Like most girls raised in the south, I come from a long line of biscuit makers. And not just any biscuit makers... excellent biscuit makers. Sadly, I can really only attest for one of my grandmother's biscuits as I wasn't ever at my paternal grandmother's for breakfast, but I'm assured that both grandmas biscuits were excellent. Different and uncomparable, but excellent.

Now, that brings up a good point. There are many types of biscuits out there. But the two general camps are... light, fluffy, and airy or heavy, dense, and flat. I'm an equal opportunity biscuit lover, but if I had to pick one type over the other (forced to choose at gunpoint, mind you), I'd pick the heavier, densier biscuit. Just personal preference.

I've been on a bit of a quest to find the perfect biscuit recipe for me. Something that defines me as a biscuit maker. Not exactly like either grandma's, not exactly like my mom's or my aunt's, but my own.

I haven't quite found it yet, but to be fair... I haven't quite mastered the technique yet either. But, I'm getting there... and I'll keep trying... eventually I'll get it. It's in my blood.
Crusty Buttermilk Biscuits
The Gift of Southern Cooking Edna Lewis & Scott Peacock

I originally heard of Edna Lewis by way of Rebecca's incredibly awesome and hiliarous blog Ezra Pound Cake, but I ended up stealing the recipe from A Yankee in a Southern Kitchen.
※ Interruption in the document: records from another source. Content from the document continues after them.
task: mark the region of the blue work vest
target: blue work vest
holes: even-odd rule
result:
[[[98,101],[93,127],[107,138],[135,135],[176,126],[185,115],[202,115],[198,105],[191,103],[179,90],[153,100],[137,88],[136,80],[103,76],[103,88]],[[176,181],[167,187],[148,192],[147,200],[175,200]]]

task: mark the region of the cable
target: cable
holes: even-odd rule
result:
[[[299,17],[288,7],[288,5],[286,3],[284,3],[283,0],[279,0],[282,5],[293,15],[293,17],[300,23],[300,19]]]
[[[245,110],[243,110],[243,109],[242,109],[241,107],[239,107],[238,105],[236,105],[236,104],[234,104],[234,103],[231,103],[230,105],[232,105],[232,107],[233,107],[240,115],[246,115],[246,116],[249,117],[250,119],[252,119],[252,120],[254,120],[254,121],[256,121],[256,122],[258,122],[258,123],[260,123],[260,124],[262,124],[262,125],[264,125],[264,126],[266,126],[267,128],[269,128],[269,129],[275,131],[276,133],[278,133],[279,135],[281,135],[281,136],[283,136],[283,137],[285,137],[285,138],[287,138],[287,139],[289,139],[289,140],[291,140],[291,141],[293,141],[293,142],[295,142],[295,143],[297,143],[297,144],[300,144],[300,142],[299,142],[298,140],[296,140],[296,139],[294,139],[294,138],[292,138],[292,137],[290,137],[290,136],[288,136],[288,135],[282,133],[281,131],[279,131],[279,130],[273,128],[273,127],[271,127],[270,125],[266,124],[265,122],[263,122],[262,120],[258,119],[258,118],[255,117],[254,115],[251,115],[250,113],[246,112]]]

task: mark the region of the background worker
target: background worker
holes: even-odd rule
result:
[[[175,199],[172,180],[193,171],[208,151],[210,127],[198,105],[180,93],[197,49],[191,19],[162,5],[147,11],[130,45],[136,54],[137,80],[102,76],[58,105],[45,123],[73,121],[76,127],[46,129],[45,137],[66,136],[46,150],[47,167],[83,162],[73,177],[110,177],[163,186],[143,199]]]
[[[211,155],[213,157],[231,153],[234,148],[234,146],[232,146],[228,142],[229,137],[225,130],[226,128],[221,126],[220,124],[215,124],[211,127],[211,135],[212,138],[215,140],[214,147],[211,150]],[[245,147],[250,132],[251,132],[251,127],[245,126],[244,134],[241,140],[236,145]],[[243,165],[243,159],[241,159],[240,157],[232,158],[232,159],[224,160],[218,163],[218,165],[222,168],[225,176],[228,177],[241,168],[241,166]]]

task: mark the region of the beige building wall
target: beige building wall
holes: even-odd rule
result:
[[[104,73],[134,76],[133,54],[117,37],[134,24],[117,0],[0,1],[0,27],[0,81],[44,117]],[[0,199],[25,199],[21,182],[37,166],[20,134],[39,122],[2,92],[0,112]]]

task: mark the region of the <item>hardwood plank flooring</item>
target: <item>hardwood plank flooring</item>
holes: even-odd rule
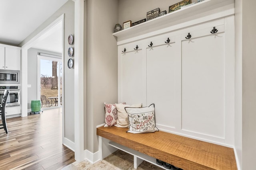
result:
[[[75,162],[62,144],[61,109],[6,119],[0,129],[0,170],[57,170]]]

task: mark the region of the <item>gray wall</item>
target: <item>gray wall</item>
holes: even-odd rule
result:
[[[256,1],[242,2],[242,168],[255,169]]]
[[[86,148],[97,151],[96,126],[105,122],[104,103],[118,102],[117,46],[112,35],[118,0],[87,1]]]
[[[118,6],[118,23],[123,23],[131,20],[132,23],[146,18],[147,12],[157,8],[160,11],[166,10],[169,12],[169,7],[181,0],[119,0]],[[192,0],[192,2],[197,0]]]
[[[256,152],[256,2],[235,2],[235,148],[239,168],[255,169]]]
[[[64,137],[69,140],[74,142],[74,69],[69,69],[67,67],[67,62],[70,58],[68,55],[68,50],[70,46],[68,42],[68,35],[74,32],[74,3],[69,0],[52,16],[47,19],[36,30],[28,36],[19,45],[22,47],[28,42],[31,39],[47,27],[55,20],[64,14],[64,63],[63,68],[64,73],[64,108],[63,112],[64,115]],[[74,35],[74,38],[76,35]],[[74,47],[75,44],[72,46]],[[76,52],[74,48],[74,53]]]
[[[30,109],[31,100],[37,100],[37,55],[43,53],[61,56],[61,54],[34,48],[28,50],[28,84],[31,87],[28,88],[28,109]]]

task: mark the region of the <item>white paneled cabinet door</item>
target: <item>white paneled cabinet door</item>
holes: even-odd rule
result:
[[[147,48],[147,104],[155,104],[156,127],[181,128],[180,45]]]
[[[20,70],[20,50],[5,47],[6,70]]]
[[[4,69],[4,47],[0,47],[0,69]]]
[[[194,38],[197,33],[192,33],[191,39],[182,41],[182,129],[224,139],[225,44],[221,31]]]
[[[137,50],[125,53],[121,52],[122,47],[118,47],[119,102],[146,104],[145,53],[141,45],[138,47]]]

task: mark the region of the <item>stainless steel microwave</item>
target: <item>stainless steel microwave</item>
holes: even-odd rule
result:
[[[19,83],[18,72],[0,71],[0,84]]]

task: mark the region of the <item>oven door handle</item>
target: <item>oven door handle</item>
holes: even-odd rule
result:
[[[20,92],[20,90],[11,90],[9,91],[9,92],[10,93],[19,93]]]

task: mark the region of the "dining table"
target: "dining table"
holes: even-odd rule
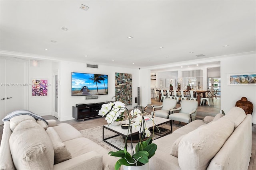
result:
[[[201,103],[201,94],[202,94],[202,97],[204,98],[205,96],[206,96],[206,92],[208,92],[208,90],[196,90],[196,93],[197,94],[196,100],[198,103],[198,106],[200,106],[200,103]]]
[[[156,92],[158,92],[158,94],[159,95],[159,98],[158,99],[158,102],[161,102],[161,98],[162,97],[162,94],[161,94],[161,90],[162,89],[156,89]],[[166,93],[166,90],[163,90],[164,91],[164,93]]]

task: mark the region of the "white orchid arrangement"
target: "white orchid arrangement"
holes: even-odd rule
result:
[[[114,121],[122,120],[124,112],[128,110],[124,107],[124,104],[121,102],[110,102],[108,104],[103,104],[99,111],[98,115],[104,117],[108,123],[111,124]]]
[[[155,144],[152,143],[152,137],[150,137],[151,133],[146,127],[144,117],[144,114],[150,115],[150,117],[148,117],[152,120],[154,128],[156,125],[154,121],[154,118],[150,117],[152,116],[151,115],[145,111],[146,108],[148,106],[152,107],[154,112],[154,109],[152,105],[146,106],[144,109],[141,106],[135,106],[129,113],[128,109],[124,106],[124,104],[120,102],[104,104],[99,111],[98,115],[102,116],[106,116],[105,119],[110,124],[114,121],[116,121],[119,117],[126,115],[128,116],[129,127],[124,150],[121,150],[116,152],[111,151],[108,153],[111,156],[121,158],[116,163],[115,170],[118,170],[122,165],[137,166],[144,165],[148,162],[149,159],[155,154],[157,146]],[[124,113],[127,114],[124,114]],[[158,129],[156,126],[156,127]],[[132,130],[138,131],[139,142],[136,145],[135,149],[134,150],[132,136],[130,135],[132,147],[132,153],[130,154],[127,150],[127,141],[129,133],[130,134],[132,134]],[[154,132],[154,129],[153,131]],[[147,137],[149,137],[146,141],[143,141]]]
[[[142,111],[142,108],[141,108]],[[126,112],[126,114],[124,114]],[[106,116],[105,119],[107,120],[108,123],[110,124],[114,121],[118,121],[124,120],[125,116],[129,116],[128,109],[125,107],[125,104],[121,102],[116,102],[114,103],[110,102],[108,104],[103,104],[101,106],[101,109],[99,111],[98,115],[102,117]],[[134,107],[133,110],[130,113],[130,115],[132,117],[132,119],[134,118],[135,121],[131,123],[132,127],[134,128],[135,130],[141,127],[142,125],[144,125],[143,131],[146,134],[146,137],[149,137],[150,135],[150,131],[146,127],[146,124],[142,125],[144,119],[143,114],[141,114],[142,111],[138,109],[138,106]],[[140,131],[141,129],[140,129]]]

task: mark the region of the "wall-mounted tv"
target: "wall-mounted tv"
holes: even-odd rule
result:
[[[72,73],[72,96],[108,94],[108,75]]]

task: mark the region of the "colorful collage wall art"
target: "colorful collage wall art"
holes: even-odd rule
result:
[[[42,79],[32,80],[32,96],[47,96],[48,80]]]
[[[132,103],[132,74],[116,73],[116,101],[126,106]]]

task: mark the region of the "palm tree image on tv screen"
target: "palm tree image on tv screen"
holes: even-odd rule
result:
[[[108,75],[72,72],[72,96],[108,94]]]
I didn't use lard this time, I used a combination of butter and shortening. BUT, I will try this recipe again with lard. Lard is the key to good biscuits, and hell... you only live once and as long as you aren't eating it everyday... is a little lard gonna kill ya? Nope, but it will make feel like you've died and gone to heaven when you bit into a biscuit made with lard.

5 cups sifted White Lily Unbleached Flour
1 tablespoon plus 1 teaspoon baking powder (See below)
1 tablespoon kosher salt
1/2 cup cold lard
1 1/2 cup well-shaken buttermilk
3 tablespoons unsalted butter, melted

Preheat oven to 500 degrees F with rack in middle

Sift together flour, baking powder, and salt into large bowl.

Add lard, coating it with flour, then rub between your fingertips until coarsely blended with some 1/2 inch lumps.

Make a well in flour mixture, then add buttermilk, stirring with a fork just until dough forms(it will be soft & sticky). Turn dough onto floured board and need 8-10 times.

Roll dough out with a floured rolling pin into a 12 inch round (1/2 inch thick).

Using a fork dipped in flour prick all the way through every 1/2 inch.

Cut out as many rounds possible with a 2 1/2 inch cutter dipped in flour.

Bake, almost touching on an un-greased heavy baking sheet, rotating sheet after 6 minutes if browning unevenly for 12-15 minutes.

Brush tops with melted butter as soon as they come out of the oven. Serve warm.

Cooks Note: Flour mixture with lard can be made 1 day ahead and chilled, covered.
Recipe yields 10-15 biscuits. Be careful not to add to much flour as the dough should be sticky.

Homemade Baking Powder Recipe; Edna Lewis

1/4 cup cream of tartar
2 tablespoons baking soda

Sift ingredients 3 times together, store in an airtight jar. Use in the same quantity as required baking powder. Keeps 6 weeks.